Snoop Dogg’s private, self-branded Doggyland casino resides in an unmarked building in Inglewood, and on a mid-January on Monday, its paisley print blackjack table and Indoggo branded bar were commandeered by Buffalo, N.Y., rapper Benny the Butcher for a video shoot.

With cameras rolling, Snoop and Benny cackled in drunken laughter at the center of the scene, while rapping along to their forthcoming collaboration. To their left sat Hit-Boy, the song’s producer, while Big Hit — Hit-Boy’s father — served as a human money counter on their right, throwing bills and twisting fingers.

“Big Hit, what up?” Snoop Dogg exclaimed as the two exchanged a dap in between shots. “I just bought your album again. Too damn important.”

Later that same week — on the other side of a quick Las Vegas sprint that found them in an impromptu session with Ty Dolla Sign — Hit-Boy and Big Hit hunkered down at Chalice Studios, bobbing heads in unison while watching and rewatching the final product.
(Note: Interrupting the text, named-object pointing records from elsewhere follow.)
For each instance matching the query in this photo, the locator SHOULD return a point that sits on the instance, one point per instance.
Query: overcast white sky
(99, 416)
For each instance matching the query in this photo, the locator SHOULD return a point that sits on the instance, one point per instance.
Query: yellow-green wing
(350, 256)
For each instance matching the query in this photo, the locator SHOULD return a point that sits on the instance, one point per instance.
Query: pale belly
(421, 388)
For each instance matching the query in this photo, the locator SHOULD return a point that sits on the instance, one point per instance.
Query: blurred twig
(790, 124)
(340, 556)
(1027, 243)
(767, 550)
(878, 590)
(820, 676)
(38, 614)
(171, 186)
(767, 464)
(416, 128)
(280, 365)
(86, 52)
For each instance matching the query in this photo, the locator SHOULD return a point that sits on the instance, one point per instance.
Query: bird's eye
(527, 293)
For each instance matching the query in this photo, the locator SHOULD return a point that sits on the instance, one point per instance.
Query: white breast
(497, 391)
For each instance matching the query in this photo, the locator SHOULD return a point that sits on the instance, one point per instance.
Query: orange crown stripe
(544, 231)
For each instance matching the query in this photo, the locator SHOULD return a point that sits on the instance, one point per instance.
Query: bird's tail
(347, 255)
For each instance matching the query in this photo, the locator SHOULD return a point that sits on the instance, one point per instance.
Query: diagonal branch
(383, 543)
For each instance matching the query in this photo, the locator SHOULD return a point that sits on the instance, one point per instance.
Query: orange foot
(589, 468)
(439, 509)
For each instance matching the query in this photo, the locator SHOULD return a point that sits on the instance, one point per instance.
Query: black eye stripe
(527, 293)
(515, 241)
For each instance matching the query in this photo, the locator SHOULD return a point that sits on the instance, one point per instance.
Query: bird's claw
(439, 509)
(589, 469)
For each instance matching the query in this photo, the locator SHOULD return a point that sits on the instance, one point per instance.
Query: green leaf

Once they’ve soaked in every shot to their satisfaction, Hit-Boy plopped in front of his computer and scrolled through his assortment of samples; as soon as he settled on a vocal chop, Big Hit worked through a verse idea, freestyling references and metaphors while trying to catch the beat.

“All of this is a dream come true,” said Big Hit, 52. “It feels like a fairy tale.”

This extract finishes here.